Dazu Mag. Krispl: „Barrierefreie Zugänglichkeit und Benützbarkeit bedeutet nicht nur Rollstuhlgerechtheit, sondern auch Sicherheits- und Orientierungsmaßnahmen für sehbehinderte und blinde Menschen. Wir dachten eigentlich, dass das bereits den RepräsentantInnen des Landes Wien bekannt ist, noch dazu, wo wir doch erst im Herbst 2002 einen Bericht zur Lage der Behindertengleichstellung in Wien erstellt und sowohl der Landesregierung wie dem Landtag übermittelt haben.“
Doch erstens ist es offenbar anders und zweitens als man denkt!
Auch der Verkehrssicherheits- und Bauexperte der Sehbehinderten- und Blindenorganisationen der Ostregion, Wolfgang Kremser, zeigt sich enttäuscht und verärgert:
„Alles, was der Sicherheit oder Orientierung sehbehinderter und blinder Menschen gedient hätte, wurde einfach rücksichtslos gestrichen. Ob es Sicherheitsabsperrungen bei freitragenden und unterlaufbaren Treppen oder Rampen, Sprachausgaben und taktile Beschriftungen in Aufzügen, tastbare Bodenleitsysteme, Sicherheitsmarkierungen für große Glasflächen sind, nichts blieb mehr davon übrig. Wir forderten vehement, dass man nicht von „körperbehinderten“, sondern einfach von „behinderten“ Menschen spricht; denn barrierefreies Bauen und Planen muss für alle behinderten Menschen gelten. Doch das interessierte das Land Wien offenbar nicht und so wurden die sehbehinderten und blinden Menschen einfach im Regen stehen gelassen.“
Da wäre wohl nur eine gesalzene Stellungnahme zu dem Gesetzesentwurf die gebührende Antwort, doch leider endet die Möglichkeit zur Abgabe einer solchen schriftlichen Stellungnahme bereits am 6. Juni 2003.

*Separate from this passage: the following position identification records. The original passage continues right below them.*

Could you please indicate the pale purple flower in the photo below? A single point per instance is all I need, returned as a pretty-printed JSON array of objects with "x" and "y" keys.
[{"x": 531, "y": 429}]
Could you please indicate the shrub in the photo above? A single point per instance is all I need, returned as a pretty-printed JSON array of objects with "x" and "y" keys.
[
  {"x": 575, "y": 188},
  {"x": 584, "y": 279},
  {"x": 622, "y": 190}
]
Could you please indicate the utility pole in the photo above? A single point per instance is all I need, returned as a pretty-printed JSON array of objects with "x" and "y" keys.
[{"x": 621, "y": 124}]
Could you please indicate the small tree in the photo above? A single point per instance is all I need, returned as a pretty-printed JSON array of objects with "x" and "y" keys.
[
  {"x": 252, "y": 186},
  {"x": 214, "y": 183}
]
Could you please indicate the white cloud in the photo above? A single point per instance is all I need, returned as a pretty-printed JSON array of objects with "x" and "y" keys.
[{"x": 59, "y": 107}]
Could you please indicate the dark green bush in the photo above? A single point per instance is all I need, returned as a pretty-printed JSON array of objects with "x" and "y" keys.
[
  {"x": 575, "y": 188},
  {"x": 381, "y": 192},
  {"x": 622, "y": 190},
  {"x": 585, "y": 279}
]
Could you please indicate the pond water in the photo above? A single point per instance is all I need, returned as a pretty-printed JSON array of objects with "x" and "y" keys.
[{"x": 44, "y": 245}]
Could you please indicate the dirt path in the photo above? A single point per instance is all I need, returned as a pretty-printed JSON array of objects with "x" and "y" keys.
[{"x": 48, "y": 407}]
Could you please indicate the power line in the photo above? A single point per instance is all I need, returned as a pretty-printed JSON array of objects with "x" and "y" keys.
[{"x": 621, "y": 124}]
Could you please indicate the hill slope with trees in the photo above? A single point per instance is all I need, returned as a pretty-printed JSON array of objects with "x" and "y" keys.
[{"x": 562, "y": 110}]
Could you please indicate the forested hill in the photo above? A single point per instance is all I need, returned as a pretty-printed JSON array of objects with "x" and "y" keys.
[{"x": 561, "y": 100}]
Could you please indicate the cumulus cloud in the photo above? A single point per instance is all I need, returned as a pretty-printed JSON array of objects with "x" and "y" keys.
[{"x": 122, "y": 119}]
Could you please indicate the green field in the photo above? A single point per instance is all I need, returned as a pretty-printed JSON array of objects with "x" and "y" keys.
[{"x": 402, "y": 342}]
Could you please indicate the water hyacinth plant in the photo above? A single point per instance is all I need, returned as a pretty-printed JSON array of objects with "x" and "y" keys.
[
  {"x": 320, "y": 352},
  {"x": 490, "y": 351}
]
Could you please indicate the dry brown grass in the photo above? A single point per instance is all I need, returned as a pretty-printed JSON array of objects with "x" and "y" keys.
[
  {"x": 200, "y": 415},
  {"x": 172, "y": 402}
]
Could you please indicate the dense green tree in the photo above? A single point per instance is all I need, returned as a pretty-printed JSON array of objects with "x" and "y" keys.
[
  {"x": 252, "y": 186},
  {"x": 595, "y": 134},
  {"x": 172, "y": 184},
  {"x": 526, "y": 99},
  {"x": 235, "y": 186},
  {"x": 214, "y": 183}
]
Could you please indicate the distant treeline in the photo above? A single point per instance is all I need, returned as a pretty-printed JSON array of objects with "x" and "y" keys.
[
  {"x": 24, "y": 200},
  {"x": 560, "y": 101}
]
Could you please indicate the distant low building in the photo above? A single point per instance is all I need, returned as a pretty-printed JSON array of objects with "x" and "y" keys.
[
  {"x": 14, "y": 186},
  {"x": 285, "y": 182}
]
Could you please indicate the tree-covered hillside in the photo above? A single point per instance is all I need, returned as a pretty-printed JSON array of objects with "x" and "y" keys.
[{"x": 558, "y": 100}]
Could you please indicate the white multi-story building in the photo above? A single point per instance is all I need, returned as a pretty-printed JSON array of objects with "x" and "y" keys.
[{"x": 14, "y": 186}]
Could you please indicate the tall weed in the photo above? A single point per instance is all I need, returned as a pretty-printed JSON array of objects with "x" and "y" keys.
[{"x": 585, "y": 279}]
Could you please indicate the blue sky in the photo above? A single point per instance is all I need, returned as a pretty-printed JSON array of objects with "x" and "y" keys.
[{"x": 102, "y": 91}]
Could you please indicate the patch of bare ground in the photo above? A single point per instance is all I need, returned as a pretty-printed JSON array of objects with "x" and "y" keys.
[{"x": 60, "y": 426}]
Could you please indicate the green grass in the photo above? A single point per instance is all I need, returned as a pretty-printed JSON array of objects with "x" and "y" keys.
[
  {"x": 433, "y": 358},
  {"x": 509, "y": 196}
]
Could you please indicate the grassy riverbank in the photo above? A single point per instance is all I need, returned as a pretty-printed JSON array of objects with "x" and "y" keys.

So bleibt nur zu hoffen, dass das Land Wien seine Vorgangsweise noch einmal überdenkt und den Entwurf wieder um die bereits erarbeiteten Maßnahmen für sehbehinderte und blinde Menschen ergänzt. Sonst wäre der Gang zum Verfassungsgerichtshof wegen des klaren Verstoßes gegen die Staatszielbestimmung in Artikel 7 Abs. 1 vierter Satz der Bundesverfassung unweigerlich zu prüfen.